I think everyone here understands the difference between measuring the position of an electron and measuring intelligence in another's culture. One is prone to weird physics, the other - weird culture. The fact that we've come such a long way in measuring both means that the scientific method DOES work and that every good 'scientist' implements it effectively. Over time, resolution improves and observer effects are whittled down until "truth" is measured....'abhor' is a loaded term indeed.
jgill

Boulder climber
Colorado
Nov 22, 2013 - 10:18pm PT
JL, I wouldn't take your friend's comments as an avenue back to zen meditation. I don't think that's what she means. Meditation puts a different spin on things but it probably has nothing to do with reality. You are not going to be able to meditate your way outside the universe and witness time as a frozen block.

Too bad Ed has departed, but jstan is here and maybe he could comment on these strange experiments.

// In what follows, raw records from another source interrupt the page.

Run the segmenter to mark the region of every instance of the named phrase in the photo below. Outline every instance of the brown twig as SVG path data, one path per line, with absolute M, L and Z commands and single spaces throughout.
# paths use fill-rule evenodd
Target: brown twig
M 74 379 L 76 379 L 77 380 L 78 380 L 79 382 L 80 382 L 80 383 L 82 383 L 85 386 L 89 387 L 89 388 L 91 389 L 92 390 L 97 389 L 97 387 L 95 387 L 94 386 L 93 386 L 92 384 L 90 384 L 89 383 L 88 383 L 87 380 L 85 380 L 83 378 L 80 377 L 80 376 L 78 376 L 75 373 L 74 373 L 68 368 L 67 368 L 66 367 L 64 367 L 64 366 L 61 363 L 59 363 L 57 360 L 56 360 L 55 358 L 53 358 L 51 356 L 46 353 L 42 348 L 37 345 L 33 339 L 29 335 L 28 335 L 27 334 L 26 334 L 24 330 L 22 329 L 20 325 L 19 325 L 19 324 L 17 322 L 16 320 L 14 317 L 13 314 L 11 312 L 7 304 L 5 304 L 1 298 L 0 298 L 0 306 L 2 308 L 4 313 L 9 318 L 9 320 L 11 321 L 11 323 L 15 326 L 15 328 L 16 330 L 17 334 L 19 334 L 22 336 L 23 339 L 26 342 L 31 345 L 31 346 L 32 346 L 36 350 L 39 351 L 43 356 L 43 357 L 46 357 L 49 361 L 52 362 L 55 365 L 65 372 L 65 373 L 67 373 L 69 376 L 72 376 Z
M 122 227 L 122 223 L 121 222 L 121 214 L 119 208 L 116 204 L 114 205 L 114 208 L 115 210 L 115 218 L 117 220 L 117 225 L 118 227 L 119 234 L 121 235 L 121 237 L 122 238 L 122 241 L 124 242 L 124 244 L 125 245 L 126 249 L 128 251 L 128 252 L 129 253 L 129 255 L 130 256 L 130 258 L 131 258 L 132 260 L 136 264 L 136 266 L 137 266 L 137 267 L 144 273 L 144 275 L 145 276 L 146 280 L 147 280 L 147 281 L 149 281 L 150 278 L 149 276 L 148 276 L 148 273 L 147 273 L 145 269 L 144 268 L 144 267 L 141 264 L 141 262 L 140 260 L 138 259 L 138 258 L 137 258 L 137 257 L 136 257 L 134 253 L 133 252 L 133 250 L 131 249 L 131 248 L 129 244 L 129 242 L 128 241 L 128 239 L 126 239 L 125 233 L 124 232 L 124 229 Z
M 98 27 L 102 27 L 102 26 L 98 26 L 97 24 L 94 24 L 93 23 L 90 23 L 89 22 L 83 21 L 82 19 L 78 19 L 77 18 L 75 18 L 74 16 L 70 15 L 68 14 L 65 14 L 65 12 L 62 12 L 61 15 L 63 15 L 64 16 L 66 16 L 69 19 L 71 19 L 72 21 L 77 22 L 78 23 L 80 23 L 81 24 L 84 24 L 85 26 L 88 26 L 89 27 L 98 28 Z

I would be curious as to how many actual scientists post on this thread and how many other serious professionals who work in the areas of the thread do as well. Not that it makes a difference - just curious. Some of us are open about our careers/specialties and others not so forthcoming. Ed and jstan are of course respected physicists, MikeL is a management professor, MH2 was a neurophysiologist, JL is well known as an author and adventurer, Base104 a geologist, oilman and adventurer, Jan a retired anthropology professor. But Dr F has commented he is the only one working in the nexus of these areas, and hasn't been forthcoming with further info. Well, that's his prerogative and as I said it doesn't make much difference. Speak up if you wish . . . or not.
PSP also PP

Trad climber
Berkeley
Nov 23, 2013 - 01:38am PT
JG said "You are not going to be able to meditate your way outside the universe and witness time as a frozen block."

Check out Dogen's 11th century writings on time in "moon in a dew drop"

regarding our relationship to to time.